After strong condemnation by both Johnson and Emanuel, the Cook County State’s Attorney’s Office shed more light on their decision with another statement to ET.
“In the last two years, the Cook County State’s Attorney’s Office has referred more than 5,700 cases for alternative prosecution,” the statement read. “This is not a new or unusual practice. An alternative disposition does not mean that there were any problems or infirmities with the case or the evidence. We stand behind the Chicago Police Department’s investigation and our decision to approve charges in this case. We did not exonerate Mr. Smollett. The charges were dropped in return for Mr. Smollett’s agreement to do community service and forfeit his $10,000 bond to the City of Chicago. Without the completion of these terms, the charges would not have been dropped. This outcome was met under the same criteria that would occur for and is available to any defendant with similar circumstances.”

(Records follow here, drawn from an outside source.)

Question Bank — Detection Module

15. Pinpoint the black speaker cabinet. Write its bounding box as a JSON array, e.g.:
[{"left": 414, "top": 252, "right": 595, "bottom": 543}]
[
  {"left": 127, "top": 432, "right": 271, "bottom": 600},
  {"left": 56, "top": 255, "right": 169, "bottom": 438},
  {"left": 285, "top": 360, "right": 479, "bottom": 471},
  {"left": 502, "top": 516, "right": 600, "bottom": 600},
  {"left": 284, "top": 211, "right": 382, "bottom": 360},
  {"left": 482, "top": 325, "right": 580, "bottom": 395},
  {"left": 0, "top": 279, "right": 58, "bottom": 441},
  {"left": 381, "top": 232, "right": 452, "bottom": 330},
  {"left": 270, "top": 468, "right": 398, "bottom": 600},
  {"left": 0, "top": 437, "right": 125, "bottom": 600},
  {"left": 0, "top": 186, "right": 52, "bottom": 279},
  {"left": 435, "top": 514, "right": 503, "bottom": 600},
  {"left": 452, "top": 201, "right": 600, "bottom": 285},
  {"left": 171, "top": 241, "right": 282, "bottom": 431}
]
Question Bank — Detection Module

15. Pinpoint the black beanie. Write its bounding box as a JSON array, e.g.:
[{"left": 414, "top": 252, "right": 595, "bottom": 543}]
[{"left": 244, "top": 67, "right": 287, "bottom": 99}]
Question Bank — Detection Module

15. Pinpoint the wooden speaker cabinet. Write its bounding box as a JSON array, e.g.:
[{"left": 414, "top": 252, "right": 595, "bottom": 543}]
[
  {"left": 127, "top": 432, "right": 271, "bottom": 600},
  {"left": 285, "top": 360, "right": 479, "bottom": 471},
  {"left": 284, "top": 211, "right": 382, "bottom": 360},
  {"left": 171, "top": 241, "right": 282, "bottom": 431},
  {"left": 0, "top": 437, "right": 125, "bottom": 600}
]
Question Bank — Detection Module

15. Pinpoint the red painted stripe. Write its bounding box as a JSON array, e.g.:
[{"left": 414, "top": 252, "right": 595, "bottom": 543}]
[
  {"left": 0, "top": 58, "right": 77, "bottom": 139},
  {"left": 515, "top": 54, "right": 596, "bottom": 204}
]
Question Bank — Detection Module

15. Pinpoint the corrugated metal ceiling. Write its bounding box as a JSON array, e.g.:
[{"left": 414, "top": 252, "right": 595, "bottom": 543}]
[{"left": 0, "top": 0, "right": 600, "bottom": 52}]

ET has learned that community service was never ordered by the court. A source close to Smollett also told ET on Wednesday that prosecutors reached out to the actor’s defense team about two weeks ago to talk about the case. According to the source, the defense team went over everything with the prosecutors and everyone agreed the charges needed to be dropped.
Meanwhile, a Chicago police source told ET that the department had no idea the Cook County State’s Attorney’s Office was going to drop all the charges against Smollett on Tuesday morning. The source called the decision “insulting” and an “absolute travesty.”
Smollett and his lawyers held a press conference on Tuesday, and the actor continued to maintain his innocence.
“I have been truthful and consistent on every level since day one,” he told reporters. “I would not be my mother’s son if I was capable of one drop of what I’ve been accused of.”
“This has been an incredibly difficult time,” he continued. “Honestly one of the worst of my entire life. But I am a man of faith and I am a man that has knowledge of my history and I would not bring my family, our lives or the movement through a fire like this. I just wouldn’t. Now I’d like nothing more than to get back to work and move on with my life. But make no mistakes, I will always continue to fight for the justice, equality and betterment of marginalized people everywhere.”